Except that labeling Iran's elite military unit as a terrorist organization doesn't do anything for America's interests, however beneficial it may be to Israeli interests. It's not as if Iran is committing terrorist acts against Americans. The White House announcement of the move contained no details of any alleged Iranian terrorist acts or activities, despite being heavy on rhetoric.

This isn't a minor detail -- it's one of the three legal requirements for inclusion on the list of designated foreign terrorist organizations. The first requirement is that the group must be foreign. Check. The second is that it must engage in terrorist activity. OK, so what act of terrorism has the Islamic Revolutionary Guard Corps committed? The Trump administration needs to show its work on that issue. Third, any alleged terrorist activity must "must threaten the security of U.S. nationals or the national security (national defense, foreign relations, or the economic interests) of the United States." Now that's a stretch.

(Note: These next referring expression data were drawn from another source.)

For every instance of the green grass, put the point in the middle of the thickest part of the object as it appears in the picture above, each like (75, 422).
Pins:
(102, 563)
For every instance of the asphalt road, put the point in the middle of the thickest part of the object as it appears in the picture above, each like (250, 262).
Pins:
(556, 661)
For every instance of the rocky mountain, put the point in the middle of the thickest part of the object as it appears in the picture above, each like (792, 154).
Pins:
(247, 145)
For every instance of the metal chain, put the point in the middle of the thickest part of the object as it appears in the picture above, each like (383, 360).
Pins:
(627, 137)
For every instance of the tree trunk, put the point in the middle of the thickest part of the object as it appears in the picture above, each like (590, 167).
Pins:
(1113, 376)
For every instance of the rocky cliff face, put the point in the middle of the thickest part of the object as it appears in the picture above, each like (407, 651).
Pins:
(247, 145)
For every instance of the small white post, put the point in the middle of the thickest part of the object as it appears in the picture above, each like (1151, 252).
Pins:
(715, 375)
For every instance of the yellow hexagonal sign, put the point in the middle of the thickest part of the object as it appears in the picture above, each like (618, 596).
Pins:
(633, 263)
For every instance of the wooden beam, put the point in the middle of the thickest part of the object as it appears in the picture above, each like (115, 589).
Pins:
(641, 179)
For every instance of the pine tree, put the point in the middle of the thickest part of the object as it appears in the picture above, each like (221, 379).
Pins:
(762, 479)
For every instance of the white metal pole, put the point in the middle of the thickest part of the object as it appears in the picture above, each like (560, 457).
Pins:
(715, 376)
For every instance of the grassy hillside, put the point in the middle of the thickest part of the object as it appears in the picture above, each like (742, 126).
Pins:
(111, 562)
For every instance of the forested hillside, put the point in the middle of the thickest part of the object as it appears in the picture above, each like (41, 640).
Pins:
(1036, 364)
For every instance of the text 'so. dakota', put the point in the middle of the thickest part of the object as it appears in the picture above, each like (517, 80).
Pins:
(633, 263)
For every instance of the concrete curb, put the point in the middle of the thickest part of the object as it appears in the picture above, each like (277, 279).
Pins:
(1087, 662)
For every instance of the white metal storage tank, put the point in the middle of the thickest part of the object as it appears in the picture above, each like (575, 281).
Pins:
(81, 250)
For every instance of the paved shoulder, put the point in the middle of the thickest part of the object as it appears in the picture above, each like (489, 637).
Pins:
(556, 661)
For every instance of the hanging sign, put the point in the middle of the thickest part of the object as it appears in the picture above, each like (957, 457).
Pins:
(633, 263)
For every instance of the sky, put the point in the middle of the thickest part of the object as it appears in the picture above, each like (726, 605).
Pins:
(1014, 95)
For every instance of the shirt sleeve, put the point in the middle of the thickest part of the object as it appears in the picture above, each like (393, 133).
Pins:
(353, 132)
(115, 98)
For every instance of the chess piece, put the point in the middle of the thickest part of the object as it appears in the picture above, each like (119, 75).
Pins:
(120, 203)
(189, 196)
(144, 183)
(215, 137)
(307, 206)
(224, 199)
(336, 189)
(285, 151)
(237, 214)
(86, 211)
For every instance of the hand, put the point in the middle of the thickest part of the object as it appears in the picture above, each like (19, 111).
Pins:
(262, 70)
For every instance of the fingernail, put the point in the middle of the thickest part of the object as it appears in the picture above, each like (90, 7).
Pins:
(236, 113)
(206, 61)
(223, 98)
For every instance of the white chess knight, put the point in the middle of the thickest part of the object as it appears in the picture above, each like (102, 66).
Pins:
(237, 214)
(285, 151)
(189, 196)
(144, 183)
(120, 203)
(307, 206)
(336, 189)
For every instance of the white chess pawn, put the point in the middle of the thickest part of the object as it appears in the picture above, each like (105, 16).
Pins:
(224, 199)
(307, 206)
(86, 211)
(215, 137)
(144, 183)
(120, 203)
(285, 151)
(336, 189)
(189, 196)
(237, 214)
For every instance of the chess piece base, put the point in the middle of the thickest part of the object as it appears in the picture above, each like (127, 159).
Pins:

Secretary of State Mike Pompeo would have triggered the terrorist designation under the labeling rules, but Congress has a week to review it and could block it. It should, and Congress should also demand more information than it has been provided.

You might say, "Who cares? What does it matter if some country's army unit is labeled a terrorist entity?" Well, it matters if the administration ultimately uses terrorism as a pretext for demanding that American troops once again risk their lives to regime-change a foreign government so that a bunch of cronies can get first dibs on business deals from the newly installed puppet government.

This strategy has been an abysmal failure. America removed Saddam Hussein in Iraq, eventually leading to a more Iran-friendly government there. Then the U.S. tried regime-changing Syria, which prompted Syrian President Bashar al-Assad to ask Iran to send military assistance to help fend off America's attempted coup d'état. Then the U.S. tried meddling in Yemen, providing weapons and other support to Saudi Arabia's intervention there, but a bunch of Iran-associated Houthi fighters have thus far ruined those plans.

It's poor sportsmanship to start moving the goalposts around when you're losing the game. Suddenly labeling a government entity as a terrorist group is, quite frankly, a dirty move. In the post-9/11 era, the so-called "war on terror" provides a far-too-convenient pretext for justifying the otherwise unjustifiable. Just slap the terrorist label on something, and most of the public will shrug and conclude that the government must know what it's doing.

But there's proof that the government really doesn't know what it's doing when it comes to labeling terrorists.

In 1997, the U.S. formally labeled the Iranian opposition group Mujahedin-e Khalq Organization (MEK) a terrorist organization. The group, known for paying tens of thousands of dollars to speakers at its frequent conventions here in Paris, began featuring some high-profile Americans at its rallies, including current national security adviser John Bolton, Trump personal attorney and former New York Mayor Rudy Giuliani, the late Sen. John McCain and former House Speaker (and current Trump ally) Newt Gingrich.

In 2012, MEK was magically removed from the designated terrorists list, and it is shaping up to be a key player in any potential U.S.-, Israel- and Saudi-backed puppet government in Iran. (Saudi Arabia's former head of intelligence, Prince Turki al-Faisal, has also rallied in Paris with MEK, raising questions about Saudi funding of the group.)

Without specifics, labels like "terrorist" can be tools of political abuse. Iran has already caught onto the game, responding to the U.S. by designating the United States Central Command as a terrorist organization and labeling America as a "supporter of terrorism."

An outbreak of international name-calling seems destined to end up in an unnecessary military intervention.